Global food prices slipped for the sixth consecutive month in September, as lower demand and strong production levels helped balance the impacts of higher energy and transportation costs, the United Nations Food and Agriculture Organization (FAO) reported Friday.
The monthly FAO Food Price Index, averaging 136.3 points, was down 1.1 percent compared to August. This was the sixth consecutive month the index declined since it surged to its highest level in March after the conflict between Russia and Ukraine sent energy prices soaring and interrupted trade routes.
Despite the decline, the broad index -- which tracks changes in global prices for common food commodities -- remained higher than at the start of the year and, in real terms, higher than at any point previous to 2022 since the 1970s.
Prices for grains and cereals, a component in the index, rose by 2.2 percent due in part to uncertainty connected to the supply of wheat through the Black Sea, the trade route most affected by the Ukraine crisis. Dry conditions in the United States and Argentina have also impacted production in those countries, with rice prices also climbing based partly on changes in export policies from India.
In a separate report also released Friday, FAO estimated that global cereal production this year would be 2.768 billion tonnes, down 1.7 percent from 2021.

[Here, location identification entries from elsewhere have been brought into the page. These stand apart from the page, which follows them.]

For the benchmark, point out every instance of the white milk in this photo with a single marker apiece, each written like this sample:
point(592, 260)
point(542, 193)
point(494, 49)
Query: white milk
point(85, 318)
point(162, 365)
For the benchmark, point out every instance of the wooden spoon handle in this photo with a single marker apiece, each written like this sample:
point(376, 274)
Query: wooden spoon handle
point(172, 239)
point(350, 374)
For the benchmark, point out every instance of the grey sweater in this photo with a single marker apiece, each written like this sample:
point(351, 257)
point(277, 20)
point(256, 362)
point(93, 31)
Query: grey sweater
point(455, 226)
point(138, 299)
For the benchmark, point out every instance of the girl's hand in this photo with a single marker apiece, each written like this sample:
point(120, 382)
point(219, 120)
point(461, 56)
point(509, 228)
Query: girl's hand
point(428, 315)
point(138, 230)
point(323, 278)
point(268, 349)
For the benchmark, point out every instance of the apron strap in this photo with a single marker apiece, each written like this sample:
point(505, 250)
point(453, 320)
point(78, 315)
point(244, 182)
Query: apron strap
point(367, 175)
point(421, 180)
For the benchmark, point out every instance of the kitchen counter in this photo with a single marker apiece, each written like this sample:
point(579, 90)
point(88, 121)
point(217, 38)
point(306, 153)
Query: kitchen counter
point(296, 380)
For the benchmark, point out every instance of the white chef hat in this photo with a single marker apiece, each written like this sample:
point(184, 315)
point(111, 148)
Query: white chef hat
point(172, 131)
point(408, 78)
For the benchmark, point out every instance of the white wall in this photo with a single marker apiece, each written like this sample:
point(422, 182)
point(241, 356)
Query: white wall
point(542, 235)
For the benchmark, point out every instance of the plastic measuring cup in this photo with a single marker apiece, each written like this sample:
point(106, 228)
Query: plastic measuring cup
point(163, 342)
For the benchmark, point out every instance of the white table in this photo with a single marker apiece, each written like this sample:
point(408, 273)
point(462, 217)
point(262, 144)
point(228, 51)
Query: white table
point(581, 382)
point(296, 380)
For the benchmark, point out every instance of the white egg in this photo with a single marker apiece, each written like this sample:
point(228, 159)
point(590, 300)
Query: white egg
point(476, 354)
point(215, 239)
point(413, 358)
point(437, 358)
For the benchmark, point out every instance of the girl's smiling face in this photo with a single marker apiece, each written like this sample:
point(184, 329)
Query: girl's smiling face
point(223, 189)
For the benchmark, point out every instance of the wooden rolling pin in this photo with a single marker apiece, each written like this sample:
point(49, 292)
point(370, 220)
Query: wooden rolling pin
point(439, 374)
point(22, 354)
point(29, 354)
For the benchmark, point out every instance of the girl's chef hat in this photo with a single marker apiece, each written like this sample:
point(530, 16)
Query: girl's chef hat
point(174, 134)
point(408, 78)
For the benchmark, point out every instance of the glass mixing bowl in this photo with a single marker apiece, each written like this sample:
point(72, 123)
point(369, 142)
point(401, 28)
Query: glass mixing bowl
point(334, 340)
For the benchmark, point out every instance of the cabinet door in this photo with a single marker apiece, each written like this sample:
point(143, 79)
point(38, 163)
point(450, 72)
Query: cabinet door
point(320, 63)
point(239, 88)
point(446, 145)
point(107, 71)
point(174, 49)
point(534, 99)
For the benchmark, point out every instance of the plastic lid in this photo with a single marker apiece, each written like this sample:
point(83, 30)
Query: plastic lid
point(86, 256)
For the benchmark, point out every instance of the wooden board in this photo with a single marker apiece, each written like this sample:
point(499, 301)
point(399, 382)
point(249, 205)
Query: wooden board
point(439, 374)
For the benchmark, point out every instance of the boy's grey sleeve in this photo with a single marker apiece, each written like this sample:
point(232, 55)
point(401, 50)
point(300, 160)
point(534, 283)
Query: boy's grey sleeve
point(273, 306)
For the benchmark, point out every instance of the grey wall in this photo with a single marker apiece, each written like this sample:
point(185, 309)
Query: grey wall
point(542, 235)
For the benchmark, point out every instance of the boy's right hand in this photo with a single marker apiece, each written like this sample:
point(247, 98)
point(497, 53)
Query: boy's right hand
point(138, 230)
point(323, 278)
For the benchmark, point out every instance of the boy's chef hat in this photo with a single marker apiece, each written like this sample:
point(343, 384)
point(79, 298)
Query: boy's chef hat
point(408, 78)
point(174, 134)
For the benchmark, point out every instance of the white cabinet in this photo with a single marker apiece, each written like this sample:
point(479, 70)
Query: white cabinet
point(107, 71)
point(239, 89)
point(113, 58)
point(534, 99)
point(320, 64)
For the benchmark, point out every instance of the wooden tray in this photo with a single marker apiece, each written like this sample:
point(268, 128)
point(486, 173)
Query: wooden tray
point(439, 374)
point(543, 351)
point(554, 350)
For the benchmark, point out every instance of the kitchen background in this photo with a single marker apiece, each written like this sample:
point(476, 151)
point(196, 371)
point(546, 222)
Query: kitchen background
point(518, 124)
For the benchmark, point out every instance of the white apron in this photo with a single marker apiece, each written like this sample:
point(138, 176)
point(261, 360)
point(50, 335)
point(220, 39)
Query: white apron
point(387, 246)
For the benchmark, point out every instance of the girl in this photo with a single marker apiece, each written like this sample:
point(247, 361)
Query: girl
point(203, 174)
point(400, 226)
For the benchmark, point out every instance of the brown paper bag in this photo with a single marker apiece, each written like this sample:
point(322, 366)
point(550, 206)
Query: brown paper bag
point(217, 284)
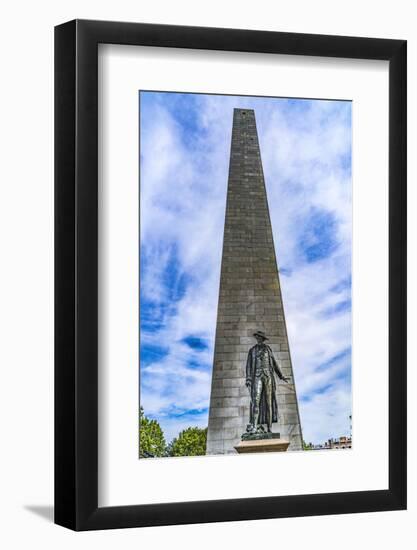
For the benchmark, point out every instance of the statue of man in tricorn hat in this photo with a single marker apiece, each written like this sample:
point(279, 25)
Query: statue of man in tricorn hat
point(260, 381)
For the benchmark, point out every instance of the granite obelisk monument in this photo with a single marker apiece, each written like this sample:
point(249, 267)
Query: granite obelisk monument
point(253, 389)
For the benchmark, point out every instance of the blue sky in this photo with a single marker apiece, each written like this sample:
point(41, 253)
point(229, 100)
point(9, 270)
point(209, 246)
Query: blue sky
point(306, 155)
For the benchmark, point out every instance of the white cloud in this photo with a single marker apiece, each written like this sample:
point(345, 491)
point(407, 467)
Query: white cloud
point(183, 192)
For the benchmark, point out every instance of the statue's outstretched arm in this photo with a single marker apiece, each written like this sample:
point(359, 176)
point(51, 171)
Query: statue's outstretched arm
point(276, 366)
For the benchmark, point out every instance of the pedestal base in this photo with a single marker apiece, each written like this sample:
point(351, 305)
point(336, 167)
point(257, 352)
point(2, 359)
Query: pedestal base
point(263, 445)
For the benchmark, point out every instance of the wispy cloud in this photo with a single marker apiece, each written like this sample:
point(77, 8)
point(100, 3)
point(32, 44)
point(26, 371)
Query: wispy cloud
point(306, 152)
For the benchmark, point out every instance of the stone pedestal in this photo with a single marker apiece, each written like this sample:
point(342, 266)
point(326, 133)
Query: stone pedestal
point(270, 443)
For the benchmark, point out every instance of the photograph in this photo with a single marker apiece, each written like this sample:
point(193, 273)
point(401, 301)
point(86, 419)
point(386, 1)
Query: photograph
point(245, 250)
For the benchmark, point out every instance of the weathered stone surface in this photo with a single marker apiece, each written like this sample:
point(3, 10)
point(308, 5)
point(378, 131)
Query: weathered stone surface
point(249, 300)
point(263, 446)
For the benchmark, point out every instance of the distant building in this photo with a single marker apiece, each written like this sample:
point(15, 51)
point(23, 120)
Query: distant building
point(343, 442)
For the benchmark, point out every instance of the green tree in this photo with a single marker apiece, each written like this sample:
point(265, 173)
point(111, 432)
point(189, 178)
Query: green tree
point(190, 442)
point(151, 437)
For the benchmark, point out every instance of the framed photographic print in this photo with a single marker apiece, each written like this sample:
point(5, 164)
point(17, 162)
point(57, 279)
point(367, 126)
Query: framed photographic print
point(230, 247)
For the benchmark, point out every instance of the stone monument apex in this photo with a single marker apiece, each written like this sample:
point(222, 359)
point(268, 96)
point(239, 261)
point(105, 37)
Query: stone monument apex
point(253, 397)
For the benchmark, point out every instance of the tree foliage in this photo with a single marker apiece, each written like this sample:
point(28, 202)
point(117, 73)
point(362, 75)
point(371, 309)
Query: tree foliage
point(151, 437)
point(190, 442)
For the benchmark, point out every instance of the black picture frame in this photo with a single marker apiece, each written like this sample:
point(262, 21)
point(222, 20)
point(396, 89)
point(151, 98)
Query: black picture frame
point(76, 273)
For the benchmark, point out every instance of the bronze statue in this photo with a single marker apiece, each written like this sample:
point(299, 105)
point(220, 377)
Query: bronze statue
point(260, 381)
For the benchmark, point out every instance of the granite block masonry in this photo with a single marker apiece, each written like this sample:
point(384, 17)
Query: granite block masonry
point(250, 300)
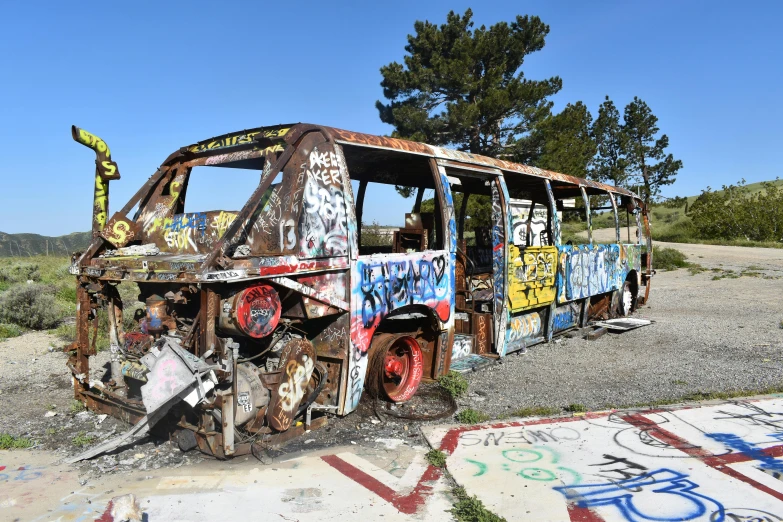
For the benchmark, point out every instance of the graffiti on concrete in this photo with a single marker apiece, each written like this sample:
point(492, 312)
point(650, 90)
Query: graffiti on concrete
point(676, 498)
point(711, 464)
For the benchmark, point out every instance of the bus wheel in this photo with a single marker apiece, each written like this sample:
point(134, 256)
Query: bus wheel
point(626, 299)
point(396, 366)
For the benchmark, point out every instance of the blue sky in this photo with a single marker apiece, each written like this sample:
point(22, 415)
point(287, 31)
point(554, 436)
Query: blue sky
point(149, 77)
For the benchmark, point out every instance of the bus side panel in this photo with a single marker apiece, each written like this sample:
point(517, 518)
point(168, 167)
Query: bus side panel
point(531, 277)
point(384, 283)
point(588, 270)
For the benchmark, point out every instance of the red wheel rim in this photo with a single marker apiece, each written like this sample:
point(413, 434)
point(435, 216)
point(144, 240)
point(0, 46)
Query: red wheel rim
point(402, 369)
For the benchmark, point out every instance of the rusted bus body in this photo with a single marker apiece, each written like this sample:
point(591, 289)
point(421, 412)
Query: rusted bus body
point(282, 307)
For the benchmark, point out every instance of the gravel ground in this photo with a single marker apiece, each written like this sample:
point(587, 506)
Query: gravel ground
point(708, 335)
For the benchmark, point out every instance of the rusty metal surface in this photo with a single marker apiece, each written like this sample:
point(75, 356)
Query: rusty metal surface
point(296, 240)
point(369, 140)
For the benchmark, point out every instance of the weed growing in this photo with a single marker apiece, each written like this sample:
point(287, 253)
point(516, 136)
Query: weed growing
point(436, 457)
point(9, 330)
point(471, 509)
point(471, 416)
point(82, 439)
point(8, 441)
point(535, 411)
point(668, 259)
point(454, 383)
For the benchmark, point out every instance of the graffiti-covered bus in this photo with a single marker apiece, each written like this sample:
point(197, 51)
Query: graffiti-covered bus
point(249, 318)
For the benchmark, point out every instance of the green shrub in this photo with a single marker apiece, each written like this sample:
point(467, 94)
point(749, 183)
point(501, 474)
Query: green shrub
point(9, 330)
point(737, 212)
point(535, 411)
point(668, 259)
point(471, 509)
point(436, 457)
point(67, 292)
point(20, 272)
point(454, 383)
point(30, 305)
point(471, 416)
point(8, 441)
point(82, 439)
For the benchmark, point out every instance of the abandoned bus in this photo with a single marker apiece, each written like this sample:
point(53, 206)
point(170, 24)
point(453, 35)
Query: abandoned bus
point(251, 317)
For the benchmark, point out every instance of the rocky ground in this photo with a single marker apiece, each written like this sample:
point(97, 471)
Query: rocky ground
point(711, 333)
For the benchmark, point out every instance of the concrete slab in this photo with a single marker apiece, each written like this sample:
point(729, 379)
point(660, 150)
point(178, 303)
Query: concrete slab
point(388, 479)
point(714, 463)
point(717, 462)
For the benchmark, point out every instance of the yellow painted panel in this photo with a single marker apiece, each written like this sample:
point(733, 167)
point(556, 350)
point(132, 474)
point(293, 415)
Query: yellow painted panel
point(531, 276)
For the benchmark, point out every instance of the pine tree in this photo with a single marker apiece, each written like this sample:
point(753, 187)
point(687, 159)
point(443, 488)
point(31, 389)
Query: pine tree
point(465, 87)
point(610, 164)
point(645, 153)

The increase in prices for grains and cereals was offset by a big drop in vegetable oil prices, which fell 6.6 percent to its lowest level since February 2021. The FAO said that rising production from Southeast Asia was a factor in the decline.
Other major components in the broad index declined, but only marginally.
FAO said that dairy prices were down by 0.6 percent, but they remained more than 20 percent above levels from a year ago. Meat prices were down by 0.5 percent, while sugar prices fell by 0.7 percent.